Differential Equations and Bifurcation Theory

Differential equations are mathematical models that describe many of the phenomena we experience in nature and in our every day lives. Part of my research program involves studying these types of equations, with particular attention to how the solutions of these equations change as external parameters are varied. In mathematical terminology, this is called bifurcation theory.

The goal is to use this knowledge in order to provide helpful insight into the physical phenomenon that is being modeled by the differential equations.

Interactions of waves with inhomogeneities

I am particularly interested in differential equations models which describe the propagation of electrical signals in biological tissue, such as the heart muscle or the neurons that compose the brain and nervous system. In this case, solutions describe waves which propagate in the biological medium. Very simple models for these phenomena suppose that the medium of propagation is uniform (or homogeneous and isotropic). However, reality is much more complicated than that.

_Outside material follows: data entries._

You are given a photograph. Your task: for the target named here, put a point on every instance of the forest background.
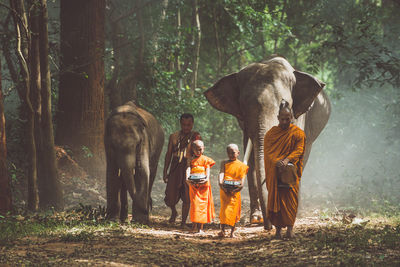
(164, 54)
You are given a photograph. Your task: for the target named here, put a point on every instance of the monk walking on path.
(198, 178)
(232, 170)
(283, 156)
(180, 152)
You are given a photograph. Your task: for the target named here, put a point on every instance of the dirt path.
(318, 242)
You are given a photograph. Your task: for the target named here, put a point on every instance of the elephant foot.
(112, 218)
(142, 219)
(173, 216)
(256, 217)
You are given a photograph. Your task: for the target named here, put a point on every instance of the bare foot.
(278, 234)
(184, 226)
(221, 234)
(268, 225)
(173, 216)
(290, 232)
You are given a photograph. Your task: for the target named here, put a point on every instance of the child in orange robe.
(201, 201)
(231, 170)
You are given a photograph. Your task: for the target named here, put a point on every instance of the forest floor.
(68, 240)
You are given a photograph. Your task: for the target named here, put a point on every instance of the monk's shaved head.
(233, 147)
(198, 143)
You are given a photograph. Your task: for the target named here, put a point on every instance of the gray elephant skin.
(253, 96)
(133, 142)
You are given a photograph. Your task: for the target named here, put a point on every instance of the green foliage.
(86, 152)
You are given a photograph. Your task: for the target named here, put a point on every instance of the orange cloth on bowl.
(201, 201)
(280, 144)
(231, 203)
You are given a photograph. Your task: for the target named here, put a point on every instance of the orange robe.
(280, 144)
(201, 200)
(231, 203)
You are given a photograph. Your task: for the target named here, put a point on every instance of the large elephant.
(253, 96)
(133, 142)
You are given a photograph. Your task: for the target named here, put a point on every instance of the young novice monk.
(231, 170)
(201, 201)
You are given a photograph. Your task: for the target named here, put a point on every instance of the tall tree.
(23, 37)
(50, 187)
(196, 42)
(80, 118)
(5, 189)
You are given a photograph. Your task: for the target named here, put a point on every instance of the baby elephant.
(133, 142)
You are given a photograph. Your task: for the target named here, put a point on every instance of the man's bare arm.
(167, 161)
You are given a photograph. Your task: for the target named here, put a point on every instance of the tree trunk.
(5, 183)
(217, 42)
(34, 74)
(50, 190)
(23, 40)
(197, 39)
(164, 6)
(80, 119)
(179, 81)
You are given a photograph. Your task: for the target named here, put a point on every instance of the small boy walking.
(232, 172)
(198, 178)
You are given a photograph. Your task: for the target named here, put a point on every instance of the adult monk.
(179, 151)
(283, 147)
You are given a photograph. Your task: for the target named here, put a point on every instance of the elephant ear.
(304, 92)
(224, 95)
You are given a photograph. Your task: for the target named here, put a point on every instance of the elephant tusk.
(247, 152)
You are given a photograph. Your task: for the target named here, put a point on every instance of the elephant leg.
(127, 182)
(123, 196)
(140, 205)
(112, 188)
(261, 183)
(255, 212)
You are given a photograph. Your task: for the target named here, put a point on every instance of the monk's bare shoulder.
(298, 132)
(174, 137)
(224, 162)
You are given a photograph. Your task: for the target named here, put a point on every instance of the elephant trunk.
(256, 133)
(260, 174)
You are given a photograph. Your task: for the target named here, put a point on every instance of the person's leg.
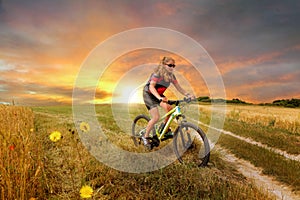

Imperfections (such as diseased tissue) can lead to pathological conditions, such as re-entrant (spiral) waves in cardiac tissue. This is a common cause of tachycardia and ventricular fibrillations, conditions which can be fatal. Part of my research program involves studying the effects of inhomogeneities and/or anisotropy on the propagation of waves in excitable media such as the heart muscle or the nervous system.

Functional Differential Equations

Closely related to the program described above, I also study a special class of differential equations, called delay-differential equations, which are frequently used as models for biological systems in which time-delays are present.

The nervous system is a marvelous example of such a system. In this case, there is a time delay involved between the perception of a signal by the sensory organs, transmission of this signal to the brain, its treatment and processing by the brain, and then on to other parts of the body. These equations are also used to model drug delivery in patients, machine chattering of tools, disease outbreaks, vaccination strategies, etc. My efforts in this area have involved developing analytical tools to study these equations, with the goal of shedding light on the behavior of the biological or physical system being modeled by these equations. Currently, I am investigating structured delay systems. These are models that are frequently used to study population dynamics, and take into account the various stages of development and/or sizes of the population, e.g. juveniles vs adults.